Magnetic storage is fault-prone. In the old days, when you formatted a drive, part of the formatting process was to check that each block seemed to be able to store data. All the bad blocks would be listed in a “bad block list” and the file-system would never try to use them. File-system checks would also be able to mark blocks as being bad.

As disks got bigger, this meant that formatting could take hours. Drives had also become fancy enough that they could manage bad blocks themselves, and so a shift occured. Disks were shipped with some extra spare space that the computer can’t see. Should the drive controller detect that a block went bad (they had parity checks), it could re-allocate a block from the extra space to stand in for the bad block. If it was able to recover the data from the bad block, this could be totally transparent to the file-system, if not the file-system would see a read-error and have to handle it.

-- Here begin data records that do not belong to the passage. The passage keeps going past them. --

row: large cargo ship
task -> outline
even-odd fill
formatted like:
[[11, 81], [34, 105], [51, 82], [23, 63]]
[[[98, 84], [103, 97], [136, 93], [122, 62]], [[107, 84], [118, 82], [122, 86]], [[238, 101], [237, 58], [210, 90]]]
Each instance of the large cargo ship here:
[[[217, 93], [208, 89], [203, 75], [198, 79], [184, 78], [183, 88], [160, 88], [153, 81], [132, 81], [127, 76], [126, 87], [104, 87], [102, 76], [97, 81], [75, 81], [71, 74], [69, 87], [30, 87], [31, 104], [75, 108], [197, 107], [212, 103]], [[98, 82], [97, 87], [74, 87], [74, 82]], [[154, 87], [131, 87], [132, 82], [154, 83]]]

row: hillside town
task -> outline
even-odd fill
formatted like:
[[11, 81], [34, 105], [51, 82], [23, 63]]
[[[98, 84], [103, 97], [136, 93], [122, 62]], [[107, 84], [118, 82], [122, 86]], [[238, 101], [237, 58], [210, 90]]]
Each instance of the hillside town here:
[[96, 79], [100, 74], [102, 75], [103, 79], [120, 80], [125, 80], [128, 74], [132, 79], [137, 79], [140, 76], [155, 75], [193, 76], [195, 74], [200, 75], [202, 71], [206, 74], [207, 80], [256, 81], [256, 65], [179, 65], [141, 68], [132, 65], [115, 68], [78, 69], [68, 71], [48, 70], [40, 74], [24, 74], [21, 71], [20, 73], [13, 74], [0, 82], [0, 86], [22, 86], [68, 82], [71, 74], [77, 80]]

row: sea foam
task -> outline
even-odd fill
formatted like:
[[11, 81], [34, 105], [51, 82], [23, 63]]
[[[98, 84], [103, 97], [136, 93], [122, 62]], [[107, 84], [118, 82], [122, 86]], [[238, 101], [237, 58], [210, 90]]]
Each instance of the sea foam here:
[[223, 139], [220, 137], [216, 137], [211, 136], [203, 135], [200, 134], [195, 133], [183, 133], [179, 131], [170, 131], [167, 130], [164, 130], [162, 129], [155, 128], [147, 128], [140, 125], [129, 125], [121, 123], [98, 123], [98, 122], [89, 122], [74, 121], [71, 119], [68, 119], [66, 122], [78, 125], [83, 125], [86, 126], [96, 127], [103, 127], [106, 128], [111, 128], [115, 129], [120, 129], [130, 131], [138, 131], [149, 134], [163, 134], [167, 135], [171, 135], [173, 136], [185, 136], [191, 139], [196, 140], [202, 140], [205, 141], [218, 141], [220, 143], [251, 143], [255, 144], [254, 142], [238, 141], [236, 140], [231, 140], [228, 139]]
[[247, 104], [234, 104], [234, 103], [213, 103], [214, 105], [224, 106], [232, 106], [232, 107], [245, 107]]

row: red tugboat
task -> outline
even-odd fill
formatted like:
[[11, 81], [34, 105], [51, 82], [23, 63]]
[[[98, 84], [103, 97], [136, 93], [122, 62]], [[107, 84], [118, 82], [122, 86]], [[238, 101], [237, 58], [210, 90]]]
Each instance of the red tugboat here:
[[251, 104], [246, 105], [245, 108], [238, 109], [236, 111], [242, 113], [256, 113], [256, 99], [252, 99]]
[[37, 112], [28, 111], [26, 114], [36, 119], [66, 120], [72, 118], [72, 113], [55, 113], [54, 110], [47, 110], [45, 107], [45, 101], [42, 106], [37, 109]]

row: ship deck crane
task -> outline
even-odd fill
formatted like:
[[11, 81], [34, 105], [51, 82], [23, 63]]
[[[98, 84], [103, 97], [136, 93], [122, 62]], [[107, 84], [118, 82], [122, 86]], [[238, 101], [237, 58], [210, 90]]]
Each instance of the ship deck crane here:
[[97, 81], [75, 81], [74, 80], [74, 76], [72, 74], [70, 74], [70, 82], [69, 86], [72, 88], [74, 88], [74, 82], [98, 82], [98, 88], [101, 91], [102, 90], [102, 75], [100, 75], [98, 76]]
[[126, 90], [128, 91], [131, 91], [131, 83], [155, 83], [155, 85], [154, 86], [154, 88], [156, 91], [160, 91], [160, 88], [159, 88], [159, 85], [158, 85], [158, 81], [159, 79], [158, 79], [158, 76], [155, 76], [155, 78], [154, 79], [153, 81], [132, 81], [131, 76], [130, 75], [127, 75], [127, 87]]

This is where we are today. File-systems still support the concept of bad blocks, but in practice they only occur when a disk runs out of spare blocks.

This came with a problem, how would you know if a disk was doing ok or not? Well a standard was created called SMART. This allows you to talk to the drive controller and (amongst other things) find out the state of the disk. On Linux, we do this via the package smartmontools.

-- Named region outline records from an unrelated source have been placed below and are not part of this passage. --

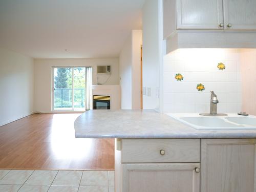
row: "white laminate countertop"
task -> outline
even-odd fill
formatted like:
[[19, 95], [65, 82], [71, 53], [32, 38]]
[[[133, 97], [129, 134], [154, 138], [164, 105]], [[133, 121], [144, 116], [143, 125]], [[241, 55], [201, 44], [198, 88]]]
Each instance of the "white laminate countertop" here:
[[256, 138], [256, 130], [197, 130], [154, 110], [90, 110], [74, 123], [76, 138]]

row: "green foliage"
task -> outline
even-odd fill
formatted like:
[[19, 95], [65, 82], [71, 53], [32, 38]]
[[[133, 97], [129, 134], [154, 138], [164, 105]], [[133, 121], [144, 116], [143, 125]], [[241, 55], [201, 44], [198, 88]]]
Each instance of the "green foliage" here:
[[57, 68], [57, 75], [54, 77], [55, 88], [57, 89], [70, 88], [70, 84], [68, 83], [71, 79], [71, 88], [72, 80], [72, 69], [71, 68]]
[[[54, 108], [71, 108], [72, 105], [72, 73], [74, 73], [74, 104], [84, 107], [86, 74], [84, 68], [56, 68], [54, 75]], [[76, 90], [77, 89], [79, 90]], [[81, 90], [82, 89], [82, 90]]]

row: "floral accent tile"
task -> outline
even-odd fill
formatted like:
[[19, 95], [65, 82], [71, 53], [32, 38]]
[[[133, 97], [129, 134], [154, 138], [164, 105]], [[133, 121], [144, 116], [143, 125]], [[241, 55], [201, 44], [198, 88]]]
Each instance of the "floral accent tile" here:
[[219, 68], [219, 70], [222, 71], [224, 70], [225, 69], [226, 69], [226, 66], [225, 66], [225, 64], [222, 62], [220, 62], [218, 63], [217, 67]]
[[204, 86], [202, 83], [198, 84], [197, 86], [197, 89], [198, 91], [203, 91], [204, 90]]
[[175, 75], [175, 79], [177, 81], [181, 81], [182, 80], [183, 80], [183, 76], [181, 75], [180, 73], [179, 73], [178, 74]]

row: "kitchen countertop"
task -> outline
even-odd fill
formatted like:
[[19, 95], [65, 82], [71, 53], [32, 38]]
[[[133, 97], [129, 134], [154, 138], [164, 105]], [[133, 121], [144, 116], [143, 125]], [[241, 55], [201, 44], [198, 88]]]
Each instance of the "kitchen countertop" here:
[[75, 120], [76, 138], [256, 138], [256, 130], [197, 130], [154, 110], [90, 110]]

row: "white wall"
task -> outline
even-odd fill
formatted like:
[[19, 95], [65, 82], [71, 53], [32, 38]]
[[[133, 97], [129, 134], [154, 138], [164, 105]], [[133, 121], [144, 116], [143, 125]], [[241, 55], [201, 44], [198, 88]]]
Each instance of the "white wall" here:
[[[163, 111], [165, 113], [209, 113], [210, 91], [217, 95], [218, 113], [237, 113], [241, 109], [240, 50], [181, 49], [164, 57]], [[218, 63], [226, 69], [220, 70]], [[180, 73], [183, 80], [175, 79]], [[204, 85], [203, 91], [196, 88]]]
[[0, 48], [0, 126], [33, 112], [33, 60]]
[[241, 50], [242, 110], [256, 115], [256, 49]]
[[105, 81], [110, 75], [97, 75], [97, 65], [111, 65], [112, 74], [105, 84], [118, 84], [118, 58], [82, 59], [34, 59], [34, 111], [39, 112], [51, 112], [52, 67], [91, 66], [93, 71], [93, 84]]
[[141, 109], [141, 30], [132, 30], [119, 56], [122, 109]]
[[142, 10], [143, 87], [151, 90], [144, 95], [144, 109], [156, 109], [159, 106], [159, 89], [162, 65], [162, 24], [161, 1], [146, 0]]
[[132, 109], [132, 35], [129, 35], [119, 55], [121, 108]]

Why is this useful? Well you can ask the disk to run a variety of tests (including a full bad block scan), these are useful for RMAing a bad drive with minimum hassle. You can also get the drive’s error-log which can give you some indication of it’s reliability. You can see it’s temperature, age, and Serial Number (useful when you have to know which drive to unplug). But, most importantly, you can find out the state of bad sectors. How many sectors does the drive think are bad, and how many has it reallocated.

Why is that useful?

In the event of a bad block, you can manually force a re-allocation. This way it happens under your terms, and you’ll know exactly what got corrupted.

Next, Google published a paper linking non-zero bad sector values to drive failure. Do you really want be trusting known-non-trustworthy drives with critical data?

Finally, there is a nasty RAID situation. If you have a RAID-5 array with say 6 drives in it and one fails either the RAID system will automatically select a spare drive (if it has one), or you’ll have to replace it. The system will then re-build on the new disk, reading every sector on all the other disks, to calculate the sector contents for the new disk. If one of those reads fails (bad sector) you’ll now be up shit-creek without a paddle. The RAID system will kick out the disk with the read failure, and you’ll have a RAID-5 array with two bad disks in it — one more than RAID-5 can handle. There are tricks to get such a RAID-5 array back online, and I’ve done it, but you will have corruption, and it’s risky as hell.

So, before you go replacing RAID-5 member-disks, check the SMART status of all the other disks.

Personally, I get twitchy when any of my drives have bad sectors. I have smartd monitoring them, and I’ll attempt to RMA them as soon as a sector goes bad.